In an era of decline for organized labour, an aggressive hospitality workers’ union is determined to turn menial labour into middle-class employment. To do so, they need to galvanize the recent immigrants who overwhelmingly staff the service industry. First stop, the Royal York

Battleground: the hotel union has co-opted celebrity guests, such as Martin Sheen, to draw attention to its cause (Photographs: Strikers by Cristal Cruz-Haicken; Street by Jerryb8/dreamstime.com/Getstock. Illustration by James Dawe)

On a warm morning last September, the managers of the Fairmont Royal York Hotel had a PR problem. The Toronto International Film Festival had just begun, and celebrities were trickling into the city.
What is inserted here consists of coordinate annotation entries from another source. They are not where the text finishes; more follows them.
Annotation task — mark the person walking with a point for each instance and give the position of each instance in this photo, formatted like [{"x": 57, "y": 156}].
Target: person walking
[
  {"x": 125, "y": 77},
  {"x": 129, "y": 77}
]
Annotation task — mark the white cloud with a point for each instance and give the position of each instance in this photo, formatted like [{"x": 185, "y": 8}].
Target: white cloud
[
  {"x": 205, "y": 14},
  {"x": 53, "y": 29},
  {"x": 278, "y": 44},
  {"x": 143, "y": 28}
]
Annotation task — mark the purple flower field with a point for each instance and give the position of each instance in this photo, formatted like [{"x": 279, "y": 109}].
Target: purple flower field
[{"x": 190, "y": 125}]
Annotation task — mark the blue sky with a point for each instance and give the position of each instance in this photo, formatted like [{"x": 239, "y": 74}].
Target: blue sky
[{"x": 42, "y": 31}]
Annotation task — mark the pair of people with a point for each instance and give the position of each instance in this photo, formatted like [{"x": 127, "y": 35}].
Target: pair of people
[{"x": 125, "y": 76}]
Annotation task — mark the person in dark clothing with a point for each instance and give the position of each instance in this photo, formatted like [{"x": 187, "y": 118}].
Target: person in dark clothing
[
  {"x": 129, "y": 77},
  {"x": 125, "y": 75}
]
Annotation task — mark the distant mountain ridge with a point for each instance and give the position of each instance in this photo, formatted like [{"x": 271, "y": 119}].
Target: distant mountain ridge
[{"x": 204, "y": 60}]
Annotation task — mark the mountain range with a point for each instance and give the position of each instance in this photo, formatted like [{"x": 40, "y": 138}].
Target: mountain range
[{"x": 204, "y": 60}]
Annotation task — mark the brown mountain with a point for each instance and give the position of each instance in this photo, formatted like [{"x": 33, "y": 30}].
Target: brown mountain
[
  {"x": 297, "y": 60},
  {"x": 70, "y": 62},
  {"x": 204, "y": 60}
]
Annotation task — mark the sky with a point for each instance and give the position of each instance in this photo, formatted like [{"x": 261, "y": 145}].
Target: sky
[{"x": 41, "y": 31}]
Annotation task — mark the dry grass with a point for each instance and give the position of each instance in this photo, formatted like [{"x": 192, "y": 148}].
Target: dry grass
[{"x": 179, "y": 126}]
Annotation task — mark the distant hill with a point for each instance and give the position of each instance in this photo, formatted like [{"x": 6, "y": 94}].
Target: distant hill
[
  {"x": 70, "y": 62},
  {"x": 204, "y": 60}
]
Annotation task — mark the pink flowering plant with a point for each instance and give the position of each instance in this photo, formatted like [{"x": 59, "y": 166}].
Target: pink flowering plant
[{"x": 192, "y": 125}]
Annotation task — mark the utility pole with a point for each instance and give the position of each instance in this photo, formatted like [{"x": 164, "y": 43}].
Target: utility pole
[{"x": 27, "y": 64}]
The 1,365-room downtown hotel was booked solid, and the lush Library Bar stocked with the ingredients for $14 TIFF Tinis, but outside on the sidewalk, hundreds of unionized Royal York workers were on strike, angrily accusing the hotel of exploiting them. They pounded on overturned buckets and exchanged call-and-response chants: “What do we want?” “Contract!” “When do we want it?” “Now!” And they marched back and forth across the grand Front Street entrance singing “We want a contract” to the tune of K’naan’s “Wavin’ Flag,” and hoisting red and black banners emblazoned with the logo of UNITE HERE, the aggressive international union that represents 8,000 hospitality workers across the GTA.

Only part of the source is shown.